Remarks by Scott Gottlieb, M.D.
Commissioner of Food and Drugs
Johns Hopkins Bloomberg School of Public Health
Public Discussion on The Regulation of Nicotine
October 19, 2017
Baltimore, MD

(Remarks as prepared for delivery)

Before I begin, I’d like to thank the Bloomberg School of Public Health for inviting me here today. I’ve known Dr. Sharfstein for a long time. He’s played a key role in helping FDA advance its mission throughout his career. And he continues to be an important advisor to the agency. I’m grateful for the chance he gave me to come speak with you today.

In fact, I can think of few places more appropriate than a school of public health to talk about the FDA’s new approach to tobacco and nicotine regulation. As you pursue your education here, you’ll learn about the great achievements in public health – from epidemiologist John Snow and the pump handle, to the polio vaccine, to seat belts – and the challenging obstacles faced before we were able to succeed.

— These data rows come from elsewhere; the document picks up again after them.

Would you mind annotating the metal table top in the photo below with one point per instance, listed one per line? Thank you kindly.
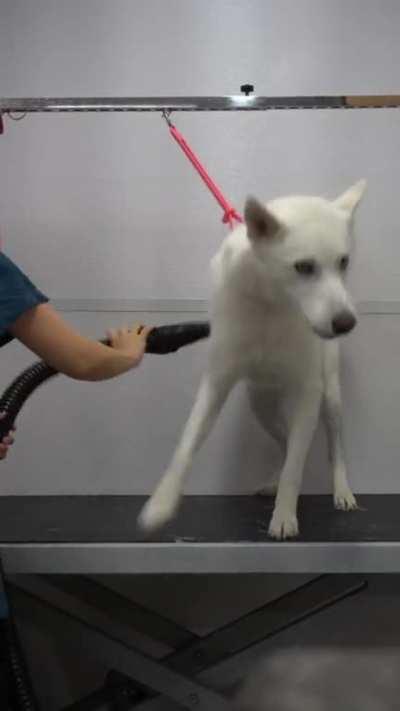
(211, 534)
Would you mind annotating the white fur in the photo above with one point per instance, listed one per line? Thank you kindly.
(273, 328)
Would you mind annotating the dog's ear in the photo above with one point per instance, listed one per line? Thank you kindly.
(261, 223)
(349, 200)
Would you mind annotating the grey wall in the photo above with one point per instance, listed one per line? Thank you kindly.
(105, 207)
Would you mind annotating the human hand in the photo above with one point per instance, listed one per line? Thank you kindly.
(130, 341)
(7, 441)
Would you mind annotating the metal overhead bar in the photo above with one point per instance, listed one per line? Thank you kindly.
(238, 102)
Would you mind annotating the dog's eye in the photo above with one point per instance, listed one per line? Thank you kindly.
(307, 267)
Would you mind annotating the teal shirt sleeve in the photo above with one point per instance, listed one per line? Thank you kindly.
(17, 295)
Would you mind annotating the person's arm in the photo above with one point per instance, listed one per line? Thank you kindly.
(45, 332)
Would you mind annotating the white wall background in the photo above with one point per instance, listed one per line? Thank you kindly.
(105, 207)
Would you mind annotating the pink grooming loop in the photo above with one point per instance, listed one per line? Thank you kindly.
(230, 214)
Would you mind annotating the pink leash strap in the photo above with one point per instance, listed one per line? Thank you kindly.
(230, 214)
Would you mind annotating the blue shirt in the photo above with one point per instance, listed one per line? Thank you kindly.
(17, 295)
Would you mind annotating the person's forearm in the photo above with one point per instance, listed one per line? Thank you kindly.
(44, 332)
(96, 362)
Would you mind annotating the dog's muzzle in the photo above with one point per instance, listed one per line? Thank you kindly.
(343, 323)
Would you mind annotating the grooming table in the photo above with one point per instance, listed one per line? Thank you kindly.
(212, 534)
(51, 544)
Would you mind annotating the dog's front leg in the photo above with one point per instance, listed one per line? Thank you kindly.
(301, 427)
(162, 505)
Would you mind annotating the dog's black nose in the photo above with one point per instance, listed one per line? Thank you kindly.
(343, 323)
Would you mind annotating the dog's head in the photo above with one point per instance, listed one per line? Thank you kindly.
(303, 246)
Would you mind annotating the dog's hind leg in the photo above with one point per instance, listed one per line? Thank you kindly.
(164, 502)
(301, 427)
(332, 410)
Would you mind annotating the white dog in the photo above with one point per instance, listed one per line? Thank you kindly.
(279, 300)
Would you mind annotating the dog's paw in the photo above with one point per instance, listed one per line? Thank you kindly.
(159, 509)
(283, 525)
(345, 500)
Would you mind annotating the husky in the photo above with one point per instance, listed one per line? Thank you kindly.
(279, 306)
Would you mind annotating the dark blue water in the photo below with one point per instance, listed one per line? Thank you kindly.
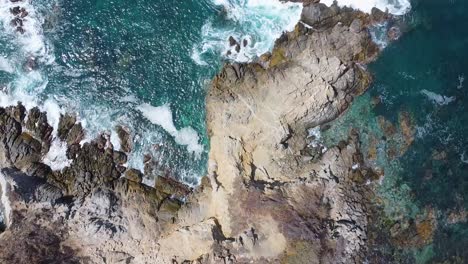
(144, 65)
(414, 127)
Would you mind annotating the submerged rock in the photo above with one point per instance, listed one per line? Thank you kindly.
(261, 201)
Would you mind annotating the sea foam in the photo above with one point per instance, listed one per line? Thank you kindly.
(254, 24)
(395, 7)
(32, 41)
(162, 116)
(437, 98)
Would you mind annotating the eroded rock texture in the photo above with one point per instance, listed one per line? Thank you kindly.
(271, 195)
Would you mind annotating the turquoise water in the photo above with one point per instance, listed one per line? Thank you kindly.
(419, 82)
(141, 64)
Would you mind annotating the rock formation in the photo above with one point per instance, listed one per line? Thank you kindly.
(271, 195)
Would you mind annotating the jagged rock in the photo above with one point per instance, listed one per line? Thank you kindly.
(15, 10)
(261, 201)
(17, 112)
(37, 124)
(66, 122)
(125, 138)
(134, 175)
(232, 41)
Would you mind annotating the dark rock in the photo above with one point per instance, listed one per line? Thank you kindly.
(356, 26)
(92, 167)
(20, 30)
(15, 10)
(75, 135)
(120, 158)
(37, 124)
(72, 151)
(232, 41)
(125, 139)
(16, 22)
(171, 186)
(394, 33)
(378, 15)
(17, 112)
(24, 13)
(66, 122)
(134, 175)
(30, 64)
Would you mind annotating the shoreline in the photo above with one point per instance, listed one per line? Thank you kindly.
(254, 205)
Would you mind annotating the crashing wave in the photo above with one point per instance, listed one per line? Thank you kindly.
(395, 7)
(250, 29)
(162, 116)
(437, 98)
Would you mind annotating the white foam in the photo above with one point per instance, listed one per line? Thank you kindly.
(463, 159)
(316, 135)
(461, 80)
(395, 7)
(56, 158)
(378, 34)
(32, 41)
(259, 22)
(437, 98)
(5, 65)
(162, 116)
(5, 200)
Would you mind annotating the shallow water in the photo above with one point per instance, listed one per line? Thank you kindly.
(417, 134)
(141, 64)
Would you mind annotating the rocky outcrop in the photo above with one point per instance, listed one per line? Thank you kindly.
(271, 195)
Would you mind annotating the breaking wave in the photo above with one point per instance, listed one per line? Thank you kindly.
(395, 7)
(245, 29)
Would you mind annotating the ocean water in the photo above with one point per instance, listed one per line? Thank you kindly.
(413, 123)
(144, 65)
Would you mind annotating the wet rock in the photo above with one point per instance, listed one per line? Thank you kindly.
(356, 26)
(30, 64)
(407, 127)
(15, 10)
(92, 167)
(66, 122)
(75, 135)
(17, 112)
(134, 175)
(24, 13)
(119, 157)
(37, 124)
(20, 30)
(171, 186)
(394, 33)
(378, 15)
(125, 138)
(16, 22)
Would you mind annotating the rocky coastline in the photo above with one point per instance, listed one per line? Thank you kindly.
(271, 195)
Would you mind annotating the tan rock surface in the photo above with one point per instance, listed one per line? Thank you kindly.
(265, 198)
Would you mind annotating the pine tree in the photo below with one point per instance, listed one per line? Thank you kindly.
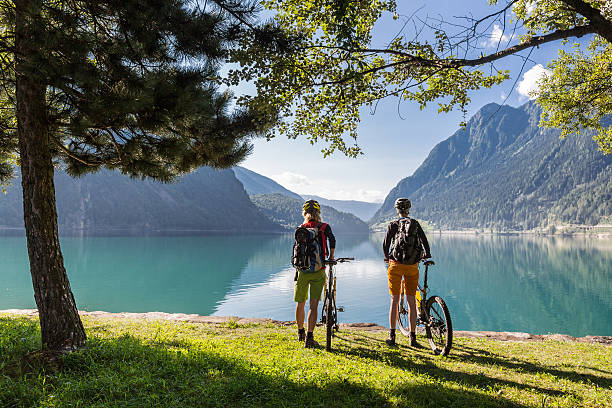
(127, 85)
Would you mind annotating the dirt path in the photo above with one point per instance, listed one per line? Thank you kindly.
(193, 318)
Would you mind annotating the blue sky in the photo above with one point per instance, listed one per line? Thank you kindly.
(399, 136)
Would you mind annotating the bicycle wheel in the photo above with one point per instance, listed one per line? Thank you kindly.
(403, 316)
(329, 323)
(324, 308)
(439, 328)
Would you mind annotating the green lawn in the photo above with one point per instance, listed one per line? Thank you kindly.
(130, 363)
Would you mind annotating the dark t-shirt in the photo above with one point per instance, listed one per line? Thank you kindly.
(392, 230)
(326, 232)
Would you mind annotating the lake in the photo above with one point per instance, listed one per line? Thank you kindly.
(502, 283)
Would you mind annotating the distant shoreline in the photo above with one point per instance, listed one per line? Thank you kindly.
(194, 318)
(588, 231)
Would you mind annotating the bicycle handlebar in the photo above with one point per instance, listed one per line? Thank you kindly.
(335, 261)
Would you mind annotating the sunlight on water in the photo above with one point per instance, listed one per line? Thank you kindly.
(504, 283)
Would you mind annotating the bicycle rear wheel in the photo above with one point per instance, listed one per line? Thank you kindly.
(439, 328)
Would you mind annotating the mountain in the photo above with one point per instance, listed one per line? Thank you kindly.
(504, 172)
(205, 200)
(255, 183)
(288, 212)
(361, 209)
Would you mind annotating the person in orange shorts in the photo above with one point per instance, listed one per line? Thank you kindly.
(405, 244)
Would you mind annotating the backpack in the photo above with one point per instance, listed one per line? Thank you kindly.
(308, 253)
(407, 246)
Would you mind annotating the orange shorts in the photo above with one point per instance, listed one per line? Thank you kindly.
(411, 278)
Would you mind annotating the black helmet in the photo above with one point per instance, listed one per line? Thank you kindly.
(311, 205)
(402, 204)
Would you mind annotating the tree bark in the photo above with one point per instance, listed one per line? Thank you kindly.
(60, 323)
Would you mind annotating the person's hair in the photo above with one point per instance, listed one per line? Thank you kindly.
(311, 215)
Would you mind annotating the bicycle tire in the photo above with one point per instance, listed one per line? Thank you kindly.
(403, 316)
(324, 308)
(439, 327)
(329, 323)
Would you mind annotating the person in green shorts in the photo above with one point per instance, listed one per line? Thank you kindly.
(312, 282)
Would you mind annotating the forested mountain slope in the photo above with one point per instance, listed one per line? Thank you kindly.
(288, 212)
(361, 209)
(205, 200)
(255, 183)
(504, 172)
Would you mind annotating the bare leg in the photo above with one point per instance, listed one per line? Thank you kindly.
(300, 314)
(393, 311)
(312, 314)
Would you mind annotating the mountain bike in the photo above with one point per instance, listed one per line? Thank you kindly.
(432, 313)
(329, 314)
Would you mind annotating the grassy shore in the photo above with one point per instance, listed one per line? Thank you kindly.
(138, 363)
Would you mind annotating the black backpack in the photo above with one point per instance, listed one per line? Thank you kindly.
(407, 246)
(307, 251)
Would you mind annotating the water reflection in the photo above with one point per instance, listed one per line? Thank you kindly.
(534, 284)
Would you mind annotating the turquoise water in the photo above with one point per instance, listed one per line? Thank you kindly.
(502, 283)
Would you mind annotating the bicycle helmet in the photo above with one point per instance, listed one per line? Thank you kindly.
(402, 204)
(311, 205)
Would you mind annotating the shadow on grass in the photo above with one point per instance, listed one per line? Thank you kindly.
(477, 356)
(126, 372)
(421, 362)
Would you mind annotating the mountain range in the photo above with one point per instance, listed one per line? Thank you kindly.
(362, 209)
(503, 172)
(287, 212)
(108, 202)
(256, 184)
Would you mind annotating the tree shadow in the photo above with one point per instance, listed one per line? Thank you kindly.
(487, 358)
(128, 372)
(420, 361)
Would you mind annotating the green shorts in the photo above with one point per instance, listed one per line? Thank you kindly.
(316, 281)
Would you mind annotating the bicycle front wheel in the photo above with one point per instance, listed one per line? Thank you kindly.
(403, 316)
(439, 328)
(329, 322)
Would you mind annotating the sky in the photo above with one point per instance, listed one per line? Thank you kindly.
(397, 138)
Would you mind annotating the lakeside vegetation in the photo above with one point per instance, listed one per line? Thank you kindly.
(137, 363)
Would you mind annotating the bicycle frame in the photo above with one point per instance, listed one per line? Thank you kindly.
(421, 315)
(329, 312)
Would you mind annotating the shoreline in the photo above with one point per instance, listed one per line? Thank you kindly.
(194, 318)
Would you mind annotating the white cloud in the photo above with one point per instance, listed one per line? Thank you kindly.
(292, 181)
(529, 83)
(303, 185)
(497, 37)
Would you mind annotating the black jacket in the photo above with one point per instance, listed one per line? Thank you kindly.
(392, 230)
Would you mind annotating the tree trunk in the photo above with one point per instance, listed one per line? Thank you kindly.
(60, 324)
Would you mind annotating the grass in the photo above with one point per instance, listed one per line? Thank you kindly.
(129, 363)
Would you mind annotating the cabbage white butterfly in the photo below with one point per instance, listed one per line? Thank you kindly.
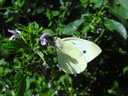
(75, 53)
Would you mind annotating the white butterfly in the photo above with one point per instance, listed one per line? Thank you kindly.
(75, 53)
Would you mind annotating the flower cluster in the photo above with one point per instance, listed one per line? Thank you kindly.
(15, 34)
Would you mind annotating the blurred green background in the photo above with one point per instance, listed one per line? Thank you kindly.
(29, 69)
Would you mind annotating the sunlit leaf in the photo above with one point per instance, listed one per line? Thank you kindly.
(113, 25)
(125, 69)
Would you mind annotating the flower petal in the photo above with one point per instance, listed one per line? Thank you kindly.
(43, 42)
(11, 31)
(44, 35)
(12, 38)
(18, 31)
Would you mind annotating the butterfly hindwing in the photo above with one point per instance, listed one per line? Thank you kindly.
(89, 49)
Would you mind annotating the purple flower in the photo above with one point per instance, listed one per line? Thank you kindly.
(45, 70)
(117, 4)
(7, 86)
(61, 3)
(49, 85)
(56, 92)
(75, 75)
(15, 34)
(4, 90)
(43, 40)
(98, 30)
(91, 5)
(89, 37)
(74, 36)
(60, 69)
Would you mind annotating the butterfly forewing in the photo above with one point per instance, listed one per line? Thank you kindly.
(89, 49)
(70, 59)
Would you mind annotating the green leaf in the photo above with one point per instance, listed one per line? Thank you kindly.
(49, 92)
(3, 62)
(2, 2)
(65, 80)
(124, 3)
(97, 3)
(73, 26)
(113, 25)
(119, 11)
(116, 84)
(125, 69)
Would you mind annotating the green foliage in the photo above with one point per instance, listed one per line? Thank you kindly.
(29, 69)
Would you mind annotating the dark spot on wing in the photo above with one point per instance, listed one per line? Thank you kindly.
(74, 43)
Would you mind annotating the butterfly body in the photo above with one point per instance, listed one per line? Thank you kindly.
(75, 53)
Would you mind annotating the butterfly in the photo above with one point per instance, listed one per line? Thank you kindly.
(75, 53)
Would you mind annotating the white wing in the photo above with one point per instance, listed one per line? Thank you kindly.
(89, 49)
(70, 58)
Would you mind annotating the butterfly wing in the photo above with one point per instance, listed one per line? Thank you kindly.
(89, 49)
(70, 59)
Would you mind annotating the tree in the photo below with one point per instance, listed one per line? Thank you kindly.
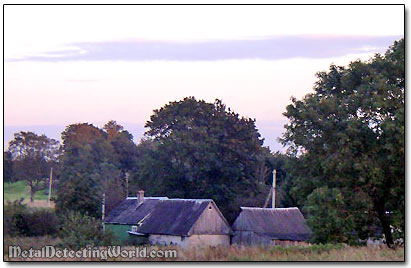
(7, 167)
(349, 134)
(90, 167)
(32, 156)
(124, 147)
(195, 149)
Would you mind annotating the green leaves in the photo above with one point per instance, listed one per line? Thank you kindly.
(349, 134)
(196, 149)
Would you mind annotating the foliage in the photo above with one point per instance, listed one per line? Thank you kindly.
(20, 220)
(349, 134)
(7, 167)
(196, 149)
(79, 231)
(94, 163)
(33, 156)
(328, 217)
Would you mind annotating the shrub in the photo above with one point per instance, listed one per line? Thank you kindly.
(21, 220)
(79, 231)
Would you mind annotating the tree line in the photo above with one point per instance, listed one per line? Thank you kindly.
(344, 166)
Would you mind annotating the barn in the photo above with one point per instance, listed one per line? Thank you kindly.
(183, 222)
(270, 226)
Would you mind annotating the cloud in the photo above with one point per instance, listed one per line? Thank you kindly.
(270, 48)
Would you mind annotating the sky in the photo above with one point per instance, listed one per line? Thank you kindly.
(72, 64)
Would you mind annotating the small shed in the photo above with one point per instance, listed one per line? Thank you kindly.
(270, 226)
(183, 222)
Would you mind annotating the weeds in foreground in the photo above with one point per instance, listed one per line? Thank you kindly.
(327, 252)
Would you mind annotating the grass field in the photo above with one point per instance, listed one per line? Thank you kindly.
(234, 253)
(20, 189)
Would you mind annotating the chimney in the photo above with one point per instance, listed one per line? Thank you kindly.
(140, 196)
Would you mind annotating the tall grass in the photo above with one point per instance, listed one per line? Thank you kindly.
(237, 253)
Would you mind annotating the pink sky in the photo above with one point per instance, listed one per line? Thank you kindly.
(69, 64)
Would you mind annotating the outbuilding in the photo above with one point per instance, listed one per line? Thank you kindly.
(270, 226)
(159, 220)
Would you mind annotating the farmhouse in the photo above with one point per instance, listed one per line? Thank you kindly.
(159, 220)
(270, 226)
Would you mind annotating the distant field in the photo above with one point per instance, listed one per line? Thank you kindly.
(20, 189)
(234, 253)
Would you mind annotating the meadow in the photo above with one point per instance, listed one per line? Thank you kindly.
(328, 252)
(20, 190)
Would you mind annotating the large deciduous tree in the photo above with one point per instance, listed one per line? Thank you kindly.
(89, 168)
(195, 149)
(32, 156)
(349, 135)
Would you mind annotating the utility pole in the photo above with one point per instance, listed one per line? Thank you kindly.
(103, 204)
(274, 186)
(127, 175)
(50, 182)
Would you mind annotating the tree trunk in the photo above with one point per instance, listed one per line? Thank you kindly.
(385, 222)
(32, 192)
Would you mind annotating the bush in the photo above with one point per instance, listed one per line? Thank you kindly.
(21, 220)
(79, 231)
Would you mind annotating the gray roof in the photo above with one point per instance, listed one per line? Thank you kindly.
(159, 216)
(278, 223)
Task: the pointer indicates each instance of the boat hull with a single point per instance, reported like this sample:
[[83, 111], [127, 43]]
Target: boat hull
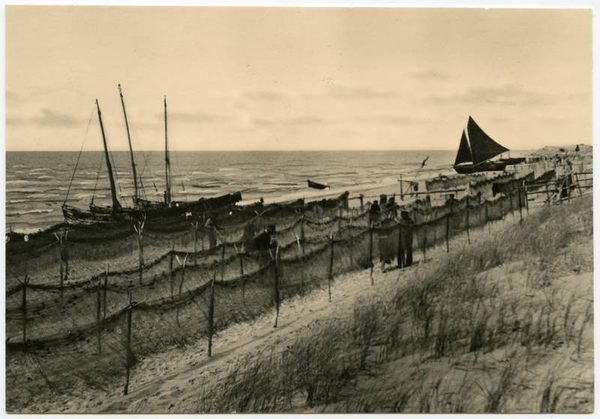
[[153, 210], [483, 167]]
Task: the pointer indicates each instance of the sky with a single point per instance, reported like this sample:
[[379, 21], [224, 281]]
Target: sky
[[296, 78]]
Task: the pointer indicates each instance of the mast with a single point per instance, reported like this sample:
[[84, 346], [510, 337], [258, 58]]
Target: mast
[[167, 162], [135, 179], [113, 189]]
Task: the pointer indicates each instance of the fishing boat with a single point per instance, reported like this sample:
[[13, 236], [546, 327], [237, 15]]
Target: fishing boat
[[476, 151], [142, 207], [316, 185]]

We have a similar opportunity in front of us right now to take a historically important step toward protecting public health from the number one cause of preventable disease and death in this country:Tobacco use.

Yes, we’ve made progress since the landmark Surgeon General’s Report on Smoking and Health in 1964. Our workplaces don’t resemble “Mad Men.” And you’d never see Ravens quarterback Joe Flacco hawking cigarettes on TV. But the 50th anniversary of the report showed that tobacco use, primarily smoking, still causes 480,000 deaths every year. At the current rate, from the release of that report in 2014 through the mid 21-st century, we’re on track for 17.28 million avoidable premature American deaths. I know it’s hard to wrap our heads around those kinds of numbers. But that’s equivalent to the entire populations of Maryland, Alabama and Missouri combined.

Before we can solve a public health issue of this magnitude, we have to ask ourselves the fundamental question that the father of epidemiology, John Snow, asked himself: What is the cause?

In this case, we already know the answer.

The overwhelming amount of tobacco-related disease and death in this country is caused by highly addictive cigarettes.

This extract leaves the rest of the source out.